« Les émanations de fumées des infrastructures pétrolières sont si brillantes qu'elles sont visibles depuis l'espace. » Pourtant, les habitants de Musipán, une petite ville vénézuélienne d'environ 1 000 habitants située près de Punta de Mata dans le nord-est du pays, se sont habitués à cette atmosphère dantesque. Sur cette photographie récompensée par un World Press Photo en 2024, Jalismar Villaruel joue, imperturbable, à un jeu de société avec ses deux enfants et des voisins, devant chez elle.
« Cette image représente un moment unique et rare que j’ai eu la chance de photographier », témoigne Adriana Loureiro Fernandez. Après avoir étudié le journalisme à l’Université de Columbia, la photographe vénézuélienne décide de retourner dans son pays natal en 2017 pour « documenter l'effondrement économique et écologique ». En 2022, elle démarre ce projet Red Skies, Green Waters, qui dénonce la pollution de l’air et de l’eau par l’industrie pétrolière – le Venezuela est doté d’une des plus grandes réserves de pétrole mondiales.
Des zones vert fluo
À partir d’images satellites de la Nasa, la photographe a cherché les zones les plus lumineuses du pays : « Étonnamment, il ne s’agissait pas des lumières émises par la capitale, ni les grandes villes, mais par les torchères de la ville de Punta de Mata. » Le torchage est un procédé qui consiste à brûler les gaz inexploitables des gisements pétroliers, et les laisser s’échapper par de longues cheminées, les torchères. Une combustion qui émet de la lumière et envoie d’énormes quantités de méthane et de dioxyde de carbone dans l’atmosphère, empoisonnant les terres et engendrant des problèmes respiratoires chez les habitants alentour. À Punta de Mata, les raffineries sont la propriété de Petróleos de Venezuela SA, la compagnie pétrolière étatique.

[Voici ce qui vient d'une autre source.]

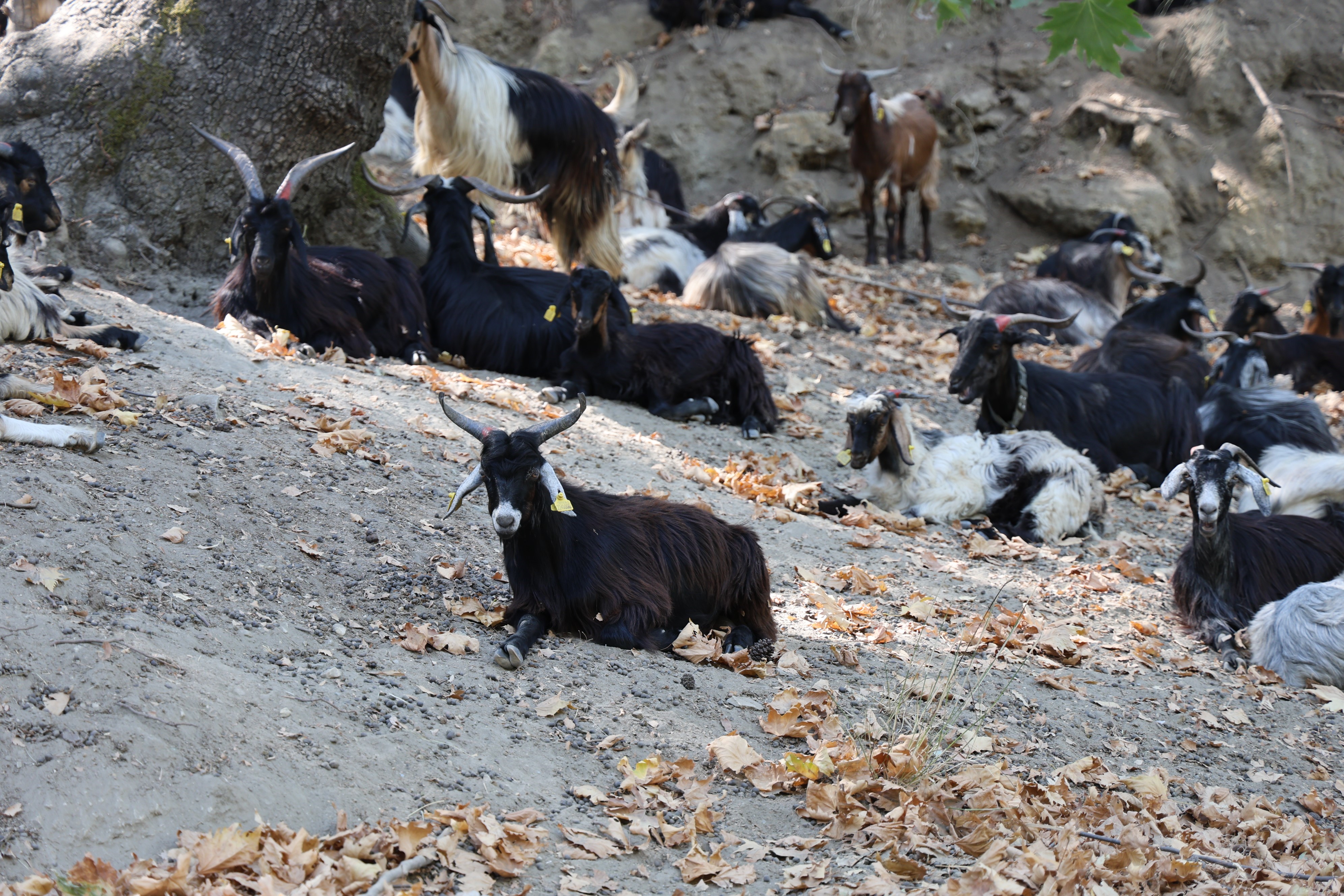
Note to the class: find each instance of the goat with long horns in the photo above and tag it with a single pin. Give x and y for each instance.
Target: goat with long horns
(327, 296)
(627, 571)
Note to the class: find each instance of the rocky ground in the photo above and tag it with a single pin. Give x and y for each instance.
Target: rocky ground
(206, 622)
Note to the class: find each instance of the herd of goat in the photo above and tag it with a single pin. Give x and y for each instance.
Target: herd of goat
(1266, 549)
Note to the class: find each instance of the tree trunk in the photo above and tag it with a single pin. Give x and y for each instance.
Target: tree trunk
(108, 90)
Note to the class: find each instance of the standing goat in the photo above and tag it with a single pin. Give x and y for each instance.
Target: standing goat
(1236, 563)
(674, 370)
(627, 571)
(894, 147)
(1113, 418)
(1029, 484)
(516, 128)
(327, 296)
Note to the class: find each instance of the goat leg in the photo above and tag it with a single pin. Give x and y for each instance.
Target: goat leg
(515, 648)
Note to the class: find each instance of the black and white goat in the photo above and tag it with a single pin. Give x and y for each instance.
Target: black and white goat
(678, 14)
(627, 571)
(511, 320)
(516, 128)
(1301, 636)
(1098, 262)
(327, 296)
(1236, 563)
(674, 370)
(1113, 418)
(758, 280)
(1029, 484)
(1156, 338)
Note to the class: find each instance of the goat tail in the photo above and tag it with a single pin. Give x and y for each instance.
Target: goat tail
(748, 387)
(1310, 483)
(928, 183)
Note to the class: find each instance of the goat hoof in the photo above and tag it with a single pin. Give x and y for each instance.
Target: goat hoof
(508, 657)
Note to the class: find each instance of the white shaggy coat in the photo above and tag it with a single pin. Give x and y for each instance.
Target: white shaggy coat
(1301, 637)
(658, 257)
(961, 476)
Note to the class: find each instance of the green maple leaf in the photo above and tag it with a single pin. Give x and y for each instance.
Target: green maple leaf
(1097, 27)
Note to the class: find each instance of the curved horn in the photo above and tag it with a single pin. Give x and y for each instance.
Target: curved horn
(464, 422)
(1194, 281)
(948, 308)
(495, 193)
(1139, 273)
(1061, 323)
(303, 168)
(1230, 336)
(394, 191)
(621, 109)
(241, 162)
(552, 429)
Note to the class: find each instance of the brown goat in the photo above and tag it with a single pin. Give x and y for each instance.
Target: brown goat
(893, 146)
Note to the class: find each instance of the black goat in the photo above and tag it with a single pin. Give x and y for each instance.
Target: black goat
(678, 14)
(674, 370)
(512, 320)
(327, 296)
(1098, 262)
(1236, 563)
(1154, 339)
(1113, 418)
(627, 571)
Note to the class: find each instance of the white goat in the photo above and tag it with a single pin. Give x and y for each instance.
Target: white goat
(1029, 484)
(1301, 637)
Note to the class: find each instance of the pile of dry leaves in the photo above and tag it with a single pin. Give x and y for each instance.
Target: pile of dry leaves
(461, 849)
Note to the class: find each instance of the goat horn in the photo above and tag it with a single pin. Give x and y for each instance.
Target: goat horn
(249, 172)
(495, 193)
(552, 429)
(1230, 336)
(302, 170)
(1194, 281)
(394, 191)
(1139, 273)
(464, 422)
(948, 308)
(1054, 323)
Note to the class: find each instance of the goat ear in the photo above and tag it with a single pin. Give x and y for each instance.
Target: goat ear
(553, 485)
(1259, 485)
(1178, 480)
(472, 483)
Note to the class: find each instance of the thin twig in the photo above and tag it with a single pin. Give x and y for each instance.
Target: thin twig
(315, 700)
(389, 878)
(1272, 111)
(128, 647)
(154, 718)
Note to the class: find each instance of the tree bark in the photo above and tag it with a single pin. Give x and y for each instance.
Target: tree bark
(108, 90)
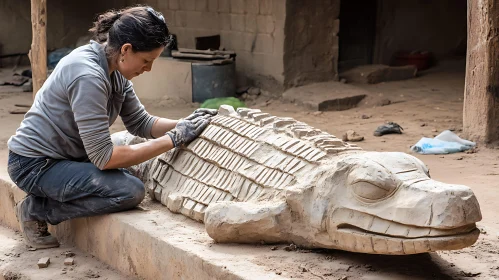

Sur les images satellites de l’ouest du Venezuela, autour du lac Maracaibo, Adriana Loureiro Fernández découvre également des zones « vert fluo » : « En zoomant, je comprends qu’il s’agit des eaux du lac, rendues vertes à cause de la prolifération d’algues toxiques qui se nourrissent de la pollution pétrolière. C'est une véritable catastrophe environnementale, déplore-t-elle. Les Vénézuéliens essaient de survivre dans ces conditions, des groupes écologistes initient des nettoyages du lac, mais je ne pense pas que la population ait beaucoup d’espoir de changement. »
Depuis l’arrivée au pouvoir de Nicolás Maduro en 2013, le pays subit des sanctions de la part des pays étrangers, entraînant notamment une baisse de l’activité pétrolière et une pauvreté accrue. Le 17 avril dernier, les États-Unis avaient annoncé pour le 31 mai 2024 la fin de l’allègement – en vigueur depuis octobre dernier – des sanctions imposées aux secteurs pétrolier et gazier vénézuéliens. Un resserrement de vis motivé par le fait que le régime de Maduro poursuit sa politique répressive vis-à-vis de l’opposition, et menace donc, selon l’administration Biden, la tenue d’une élection présidentielle « libre et équitable » en juillet prochain.